Actions

Work Header

cradled

Summary:

Ilya wakes up from a nightmare feeling different

Notes:

this fic was written with age regression as an involuntary trauma response in mind, but doesn’t have to be read that way. ilya at one point describes feeling like a child, but that could also be interpreted as just feeling vulnerable. the words “age regression” are never uttered in this fic, but were in my brain as i wrote.

also, ilya has a nightmare in this fic. do i know what his nightmare was about? no. only that it involved his late mother.

content warnings: VOMIT VOMIT VOMIT there is descriptions of vomiting that those with emetophobia will be very uncomfortable with!!!

(See the end of the work for more notes.)

Work Text:

A good night doesn’t always bring good dreams.
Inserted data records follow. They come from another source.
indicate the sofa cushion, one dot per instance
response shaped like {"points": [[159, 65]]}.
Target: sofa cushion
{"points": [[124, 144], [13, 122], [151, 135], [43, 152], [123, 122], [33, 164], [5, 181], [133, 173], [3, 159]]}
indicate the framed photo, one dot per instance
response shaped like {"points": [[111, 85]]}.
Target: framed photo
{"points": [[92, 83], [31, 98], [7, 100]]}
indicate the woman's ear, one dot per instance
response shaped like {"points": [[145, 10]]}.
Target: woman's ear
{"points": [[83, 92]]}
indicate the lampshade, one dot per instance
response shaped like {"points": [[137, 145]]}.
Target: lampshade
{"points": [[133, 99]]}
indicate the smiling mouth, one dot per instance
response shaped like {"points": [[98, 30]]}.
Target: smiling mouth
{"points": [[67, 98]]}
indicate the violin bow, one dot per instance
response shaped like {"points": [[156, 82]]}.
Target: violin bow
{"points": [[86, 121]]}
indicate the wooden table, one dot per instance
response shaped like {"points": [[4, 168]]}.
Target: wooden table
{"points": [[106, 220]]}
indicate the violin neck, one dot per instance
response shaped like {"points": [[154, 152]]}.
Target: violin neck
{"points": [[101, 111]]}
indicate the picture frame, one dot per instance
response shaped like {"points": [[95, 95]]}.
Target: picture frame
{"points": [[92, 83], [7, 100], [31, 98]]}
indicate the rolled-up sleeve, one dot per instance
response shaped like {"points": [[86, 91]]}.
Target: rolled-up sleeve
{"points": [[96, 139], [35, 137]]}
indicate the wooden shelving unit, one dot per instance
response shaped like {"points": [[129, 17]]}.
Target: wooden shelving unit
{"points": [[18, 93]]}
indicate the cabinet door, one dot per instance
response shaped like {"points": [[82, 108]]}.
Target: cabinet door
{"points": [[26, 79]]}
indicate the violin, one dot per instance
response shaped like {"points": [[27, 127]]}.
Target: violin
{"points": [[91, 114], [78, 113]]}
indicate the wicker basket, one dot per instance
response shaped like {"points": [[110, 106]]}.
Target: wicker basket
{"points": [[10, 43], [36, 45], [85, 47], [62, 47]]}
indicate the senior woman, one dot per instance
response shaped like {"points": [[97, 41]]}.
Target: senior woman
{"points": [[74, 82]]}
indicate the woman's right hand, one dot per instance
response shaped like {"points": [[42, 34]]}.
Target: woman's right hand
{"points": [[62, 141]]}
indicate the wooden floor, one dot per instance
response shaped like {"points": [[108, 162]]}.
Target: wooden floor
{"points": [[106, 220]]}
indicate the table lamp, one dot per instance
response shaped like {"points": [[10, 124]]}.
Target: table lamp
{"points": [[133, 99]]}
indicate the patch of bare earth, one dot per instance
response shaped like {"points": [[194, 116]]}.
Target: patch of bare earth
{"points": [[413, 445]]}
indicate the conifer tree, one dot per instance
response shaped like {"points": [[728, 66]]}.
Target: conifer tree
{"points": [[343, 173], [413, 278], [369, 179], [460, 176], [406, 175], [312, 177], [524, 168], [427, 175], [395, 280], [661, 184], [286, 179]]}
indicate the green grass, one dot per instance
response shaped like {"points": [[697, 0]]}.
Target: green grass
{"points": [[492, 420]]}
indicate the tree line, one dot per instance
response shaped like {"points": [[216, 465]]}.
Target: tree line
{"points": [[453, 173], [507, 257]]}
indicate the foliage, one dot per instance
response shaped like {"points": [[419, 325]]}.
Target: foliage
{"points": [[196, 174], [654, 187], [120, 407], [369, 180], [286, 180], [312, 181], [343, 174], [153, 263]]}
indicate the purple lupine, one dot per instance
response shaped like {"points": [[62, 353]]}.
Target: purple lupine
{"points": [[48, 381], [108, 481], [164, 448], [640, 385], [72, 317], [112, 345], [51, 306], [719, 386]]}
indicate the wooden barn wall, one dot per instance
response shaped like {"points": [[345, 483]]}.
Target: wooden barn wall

Ilya remembers this, now, distantly, as he’s wrenched into consciousness, face already wet and hot with tears. His shirt sticks to his back with cold sweat. It has been a while since he woke up like this, with a churning stomach and an aching heart. 

Beside him, Shane stirs, and Ilya feels too far from himself to stifle his sobs. He sits up, if only to put some distance between his loud mouth and Shane’s peaceful ears, and his vision swims. He’s going to throw up, he realizes as his heart begins pounding in anticipation. Why won’t his legs take him to the bathroom? Why won’t his body stop trembling? 

“Wha’s happening?” 

In response, Ilya can only gag, nausea heavy in the back of his throat. Despite having just woken up, Shane stumbles out of bed at lightning speed. He’s in the bathroom when Ilya throws up, bright light streaming through the open door, burning in Ilya’s eyes. “Oh shit!” he calls and then he’s there, trash can abandoned, one hand on Ilya’s sweaty back and the other on his sweaty forehead. 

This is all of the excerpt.